Hello,
I am testing the mongodb operator with 3 replica sets. I have created a new empty cluster with 3 replica sets. Then on purpose I bash in one of the replica set pods and delete some files inside /data/db to simulate disk corruption on that pod. The pod goes in “CrashLoopBackOff” status and never recovers.
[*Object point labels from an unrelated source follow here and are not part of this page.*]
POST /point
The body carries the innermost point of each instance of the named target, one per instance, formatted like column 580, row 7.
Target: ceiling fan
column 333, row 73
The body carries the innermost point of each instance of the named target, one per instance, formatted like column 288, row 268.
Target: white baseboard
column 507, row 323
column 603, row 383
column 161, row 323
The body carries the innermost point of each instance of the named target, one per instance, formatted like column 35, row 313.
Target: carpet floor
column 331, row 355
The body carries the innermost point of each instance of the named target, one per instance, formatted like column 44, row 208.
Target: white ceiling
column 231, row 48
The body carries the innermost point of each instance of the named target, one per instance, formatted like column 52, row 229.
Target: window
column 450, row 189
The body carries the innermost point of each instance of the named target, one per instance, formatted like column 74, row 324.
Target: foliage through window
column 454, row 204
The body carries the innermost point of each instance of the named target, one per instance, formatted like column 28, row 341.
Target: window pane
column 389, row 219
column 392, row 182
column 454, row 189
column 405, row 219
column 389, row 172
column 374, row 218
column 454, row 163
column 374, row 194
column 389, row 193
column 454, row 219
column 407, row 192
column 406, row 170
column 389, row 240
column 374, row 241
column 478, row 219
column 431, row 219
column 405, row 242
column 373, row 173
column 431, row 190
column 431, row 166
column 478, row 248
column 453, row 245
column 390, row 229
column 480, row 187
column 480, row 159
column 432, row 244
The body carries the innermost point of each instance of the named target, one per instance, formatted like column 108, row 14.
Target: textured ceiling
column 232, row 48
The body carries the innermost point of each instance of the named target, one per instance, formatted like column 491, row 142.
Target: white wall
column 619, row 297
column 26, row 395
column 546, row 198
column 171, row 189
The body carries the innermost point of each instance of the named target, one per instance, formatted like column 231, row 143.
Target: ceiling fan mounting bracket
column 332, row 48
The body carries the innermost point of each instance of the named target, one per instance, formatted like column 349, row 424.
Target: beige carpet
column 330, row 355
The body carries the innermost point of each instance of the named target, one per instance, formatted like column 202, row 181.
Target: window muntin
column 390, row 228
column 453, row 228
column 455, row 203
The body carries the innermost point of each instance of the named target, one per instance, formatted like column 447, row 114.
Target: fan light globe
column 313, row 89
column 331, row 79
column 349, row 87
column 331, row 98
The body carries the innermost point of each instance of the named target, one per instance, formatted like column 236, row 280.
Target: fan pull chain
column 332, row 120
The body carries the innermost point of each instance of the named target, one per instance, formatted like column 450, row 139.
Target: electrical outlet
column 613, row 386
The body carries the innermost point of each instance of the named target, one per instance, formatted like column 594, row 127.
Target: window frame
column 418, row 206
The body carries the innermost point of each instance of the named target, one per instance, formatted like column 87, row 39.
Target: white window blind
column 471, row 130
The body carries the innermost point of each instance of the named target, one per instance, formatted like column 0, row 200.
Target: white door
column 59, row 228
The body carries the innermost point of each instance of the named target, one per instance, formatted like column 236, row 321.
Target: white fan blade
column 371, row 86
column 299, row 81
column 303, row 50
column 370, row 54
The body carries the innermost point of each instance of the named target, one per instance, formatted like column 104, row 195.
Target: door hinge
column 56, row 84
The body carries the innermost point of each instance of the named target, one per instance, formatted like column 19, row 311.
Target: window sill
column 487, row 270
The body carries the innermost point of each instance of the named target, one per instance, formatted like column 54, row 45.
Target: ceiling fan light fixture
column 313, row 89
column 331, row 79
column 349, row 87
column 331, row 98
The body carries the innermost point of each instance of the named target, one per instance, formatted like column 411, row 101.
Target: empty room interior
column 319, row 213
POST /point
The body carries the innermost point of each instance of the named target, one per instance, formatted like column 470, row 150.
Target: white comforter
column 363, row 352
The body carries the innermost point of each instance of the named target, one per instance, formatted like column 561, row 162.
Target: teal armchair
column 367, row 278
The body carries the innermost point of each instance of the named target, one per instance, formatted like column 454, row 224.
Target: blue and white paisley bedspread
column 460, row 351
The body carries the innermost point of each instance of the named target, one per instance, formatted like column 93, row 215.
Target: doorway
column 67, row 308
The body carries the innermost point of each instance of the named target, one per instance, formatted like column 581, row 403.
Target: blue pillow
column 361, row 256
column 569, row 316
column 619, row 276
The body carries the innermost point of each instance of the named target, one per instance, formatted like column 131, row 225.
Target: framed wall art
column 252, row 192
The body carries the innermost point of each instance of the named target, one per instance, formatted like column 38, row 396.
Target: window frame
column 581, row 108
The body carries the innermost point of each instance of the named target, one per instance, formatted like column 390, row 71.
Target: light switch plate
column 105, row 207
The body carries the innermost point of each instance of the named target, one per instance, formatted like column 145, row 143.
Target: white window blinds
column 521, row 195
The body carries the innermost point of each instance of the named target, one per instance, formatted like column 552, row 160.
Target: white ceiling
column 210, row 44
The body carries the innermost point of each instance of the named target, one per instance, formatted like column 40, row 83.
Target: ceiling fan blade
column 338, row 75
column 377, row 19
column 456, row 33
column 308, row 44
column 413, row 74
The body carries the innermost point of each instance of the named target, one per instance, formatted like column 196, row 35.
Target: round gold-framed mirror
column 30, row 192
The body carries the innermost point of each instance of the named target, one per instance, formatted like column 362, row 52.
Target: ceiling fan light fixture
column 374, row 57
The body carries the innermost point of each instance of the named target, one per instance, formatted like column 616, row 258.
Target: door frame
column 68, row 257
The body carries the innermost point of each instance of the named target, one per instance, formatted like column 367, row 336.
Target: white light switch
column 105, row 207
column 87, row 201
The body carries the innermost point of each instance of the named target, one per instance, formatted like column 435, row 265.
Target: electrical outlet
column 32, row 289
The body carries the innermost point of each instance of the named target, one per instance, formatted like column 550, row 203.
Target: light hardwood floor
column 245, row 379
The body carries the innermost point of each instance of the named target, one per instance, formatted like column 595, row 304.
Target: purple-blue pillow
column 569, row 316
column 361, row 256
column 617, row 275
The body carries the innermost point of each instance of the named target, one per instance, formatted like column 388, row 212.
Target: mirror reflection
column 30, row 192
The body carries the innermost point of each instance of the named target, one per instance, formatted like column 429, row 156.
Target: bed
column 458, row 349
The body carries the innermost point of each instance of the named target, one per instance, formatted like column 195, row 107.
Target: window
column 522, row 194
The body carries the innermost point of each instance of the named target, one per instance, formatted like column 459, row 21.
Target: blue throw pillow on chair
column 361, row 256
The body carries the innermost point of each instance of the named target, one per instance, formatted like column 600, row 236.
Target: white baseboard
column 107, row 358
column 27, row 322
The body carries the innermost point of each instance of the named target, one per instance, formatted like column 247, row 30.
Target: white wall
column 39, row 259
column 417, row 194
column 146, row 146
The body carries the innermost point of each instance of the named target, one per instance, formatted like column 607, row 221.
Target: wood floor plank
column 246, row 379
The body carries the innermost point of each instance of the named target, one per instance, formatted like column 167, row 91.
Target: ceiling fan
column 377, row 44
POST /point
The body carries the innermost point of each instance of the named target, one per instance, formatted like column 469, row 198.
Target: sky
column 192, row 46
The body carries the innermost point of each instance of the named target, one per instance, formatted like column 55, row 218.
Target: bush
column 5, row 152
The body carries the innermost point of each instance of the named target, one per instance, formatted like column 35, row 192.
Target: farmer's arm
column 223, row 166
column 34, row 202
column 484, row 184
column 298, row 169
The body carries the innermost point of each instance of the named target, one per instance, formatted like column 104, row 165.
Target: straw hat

NAME READY STATUS RESTARTS AGE
pod/my-cluster-name-rs0-0 1/1 Running 0 55m
pod/my-cluster-name-rs0-1 1/1 Running 0 53m
pod/my-cluster-name-rs0-2 0/1 CrashLoopBackOff 12 (62s ago) 52m
pod/percona-client 1/1 Running 0 130m
pod/percona-server-mongodb-operator-5dd88ff7f7-pxrs8 1/1 Running 0 142m
NAME TYPE CLUSTER-IP EXTERNAL-IP PORT(S) AGE
service/kubernetes ClusterIP 10.96.0.1 443/TCP 3h10m
service/my-cluster-name-rs0 ClusterIP None 27017/TCP 142m
NAME READY UP-TO-DATE AVAILABLE AGE
deployment.apps/percona-server-mongodb-operator 1/1 1 1 142m
NAME DESIRED CURRENT READY AGE
replicaset.apps/percona-server-mongodb-operator-5dd88ff7f7 1 1 1 142m
NAME READY AGE
statefulset.apps/my-cluster-name-rs0 2/3 142m
I assumed, when the operator detects that one pod is crashing, it will reinitialize it and replicate the data from the working pods. But this pod stays CrashLoopBackOff state and does not recover.
Is there any way to configure the operator, if some replica set pod is crashing several times, to re initiate it automatically ? In this case if I delete the pod manually, it will be crated again in Ready state.